Dackyduddles Thu 11-Jul-13 20:06:05

Thing is op I believe more of us feel like you than not. Why would credit card firms and debt be so popular? We are all to a greater or lesser degree living beyond means. The only ones I know who don't are my parents generation. Cars are bought on finance. Carpets too! Tv's, it's all buy now pay later. It deludes most into believing they afford something which actually they don't have. It's facade. But one I think lots of people don't even realise they have built up as its normal now.

Does any of that make sense? I'm ashamed often as I don't nearly look at finances enough. Always something better to do. We are all just swans paddling furiously smile

Reastie Thu 11-Jul-13 21:10:28

OP further to adeus comment - I'm nice ( grin ) and I'm in SE (I'm in West Kent), I'm happy to meet up if you fancy it god I sound like a right stalker don't I . Anyway, offer is there.

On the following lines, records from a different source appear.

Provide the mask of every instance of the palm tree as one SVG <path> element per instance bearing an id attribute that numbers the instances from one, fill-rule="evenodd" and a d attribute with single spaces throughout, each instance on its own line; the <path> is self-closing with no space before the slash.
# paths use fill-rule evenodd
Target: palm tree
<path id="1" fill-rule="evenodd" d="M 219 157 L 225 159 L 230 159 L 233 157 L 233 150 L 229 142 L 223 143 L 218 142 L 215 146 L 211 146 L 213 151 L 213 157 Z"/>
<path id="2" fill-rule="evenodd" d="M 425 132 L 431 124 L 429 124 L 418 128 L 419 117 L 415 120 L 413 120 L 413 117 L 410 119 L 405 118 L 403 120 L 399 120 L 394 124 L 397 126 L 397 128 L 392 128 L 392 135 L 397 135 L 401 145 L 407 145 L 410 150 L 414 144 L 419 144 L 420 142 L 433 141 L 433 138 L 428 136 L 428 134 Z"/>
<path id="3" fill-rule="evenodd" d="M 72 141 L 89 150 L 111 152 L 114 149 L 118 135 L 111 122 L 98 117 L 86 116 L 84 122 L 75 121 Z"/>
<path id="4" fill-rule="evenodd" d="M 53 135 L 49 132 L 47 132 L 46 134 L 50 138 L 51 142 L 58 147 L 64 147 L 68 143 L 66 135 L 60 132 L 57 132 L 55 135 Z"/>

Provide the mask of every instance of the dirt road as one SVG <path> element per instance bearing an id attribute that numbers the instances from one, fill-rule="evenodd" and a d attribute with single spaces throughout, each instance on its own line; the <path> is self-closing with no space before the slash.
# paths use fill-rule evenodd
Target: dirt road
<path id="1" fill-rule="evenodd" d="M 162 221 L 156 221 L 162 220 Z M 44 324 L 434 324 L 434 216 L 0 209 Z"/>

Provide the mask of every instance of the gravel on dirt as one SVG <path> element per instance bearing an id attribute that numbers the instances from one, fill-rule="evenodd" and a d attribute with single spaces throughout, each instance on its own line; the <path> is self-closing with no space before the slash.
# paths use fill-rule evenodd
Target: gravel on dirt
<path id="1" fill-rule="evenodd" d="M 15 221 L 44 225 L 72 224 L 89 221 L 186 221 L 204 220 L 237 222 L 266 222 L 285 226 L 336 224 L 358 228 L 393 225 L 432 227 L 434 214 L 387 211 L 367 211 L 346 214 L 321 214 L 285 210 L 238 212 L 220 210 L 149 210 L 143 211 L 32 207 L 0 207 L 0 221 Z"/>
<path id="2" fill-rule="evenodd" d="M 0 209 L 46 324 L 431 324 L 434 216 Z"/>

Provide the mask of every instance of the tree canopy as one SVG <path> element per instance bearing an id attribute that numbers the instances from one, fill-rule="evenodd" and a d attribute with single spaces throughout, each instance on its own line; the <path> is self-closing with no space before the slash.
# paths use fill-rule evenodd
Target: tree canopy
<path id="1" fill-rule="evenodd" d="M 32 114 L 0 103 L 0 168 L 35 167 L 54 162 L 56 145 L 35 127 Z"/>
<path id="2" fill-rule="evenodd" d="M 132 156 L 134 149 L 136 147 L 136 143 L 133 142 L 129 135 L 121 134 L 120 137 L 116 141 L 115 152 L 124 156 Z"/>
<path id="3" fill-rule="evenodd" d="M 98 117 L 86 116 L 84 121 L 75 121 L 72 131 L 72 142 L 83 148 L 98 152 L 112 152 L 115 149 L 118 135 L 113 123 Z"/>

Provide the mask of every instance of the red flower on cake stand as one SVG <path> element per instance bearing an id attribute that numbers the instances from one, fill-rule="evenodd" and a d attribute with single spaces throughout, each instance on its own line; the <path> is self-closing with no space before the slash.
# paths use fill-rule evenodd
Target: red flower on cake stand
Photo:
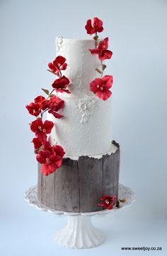
<path id="1" fill-rule="evenodd" d="M 97 54 L 98 55 L 99 60 L 105 60 L 111 58 L 111 56 L 113 55 L 113 52 L 108 50 L 108 38 L 106 38 L 99 43 L 98 48 L 92 50 L 89 49 L 89 50 L 92 55 Z"/>
<path id="2" fill-rule="evenodd" d="M 52 63 L 48 64 L 50 70 L 54 73 L 57 76 L 61 76 L 61 70 L 67 68 L 67 64 L 65 63 L 66 58 L 62 56 L 57 56 Z"/>
<path id="3" fill-rule="evenodd" d="M 106 100 L 112 95 L 109 89 L 113 83 L 113 75 L 105 75 L 102 78 L 96 78 L 90 84 L 90 90 L 99 98 Z"/>
<path id="4" fill-rule="evenodd" d="M 93 24 L 91 20 L 88 19 L 85 26 L 85 28 L 89 35 L 97 33 L 97 32 L 100 33 L 104 29 L 103 27 L 103 21 L 98 17 L 93 18 Z"/>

looseleaf Thu 11-Jul-13 21:41:48

I haven't read the whole thread but don't shut yourself off. There's a particularly nice girl in DD's class whose mum won't let her come to play (despite our assurances our flat is tiny; it is) as she says she's too embarrassed about where they live. This girl (6) feels left out as always just seems to go home and has now stopped asking me if she can come over. I respect and value them greatly, they are a most respectable family but won't let anyone close for feeling inferior and I think that's such a loss to them and us as it's otherwise a very diverse and well-knit class. And I can tell we mutually like each other. Most of our friends have far more than us but I never think like that (until this thread) as we're friends

Notcontent Thu 11-Jul-13 22:16:18

It is all about how we compare ourselves to others and our expectations.
I am guilty of this. I live in a nice area but have a pretty crappy house (London prices). It's a mixed area, with lots of people who are much worse off then me, but also people who are much better off.
Of course I compare myself with the people who are of a similar background to me, with similar jobs. But I am a lone parent so much worse off - and i torture myself myself with thoughts of how I too should have a huge fabulous house, etc. I know it's not healthy.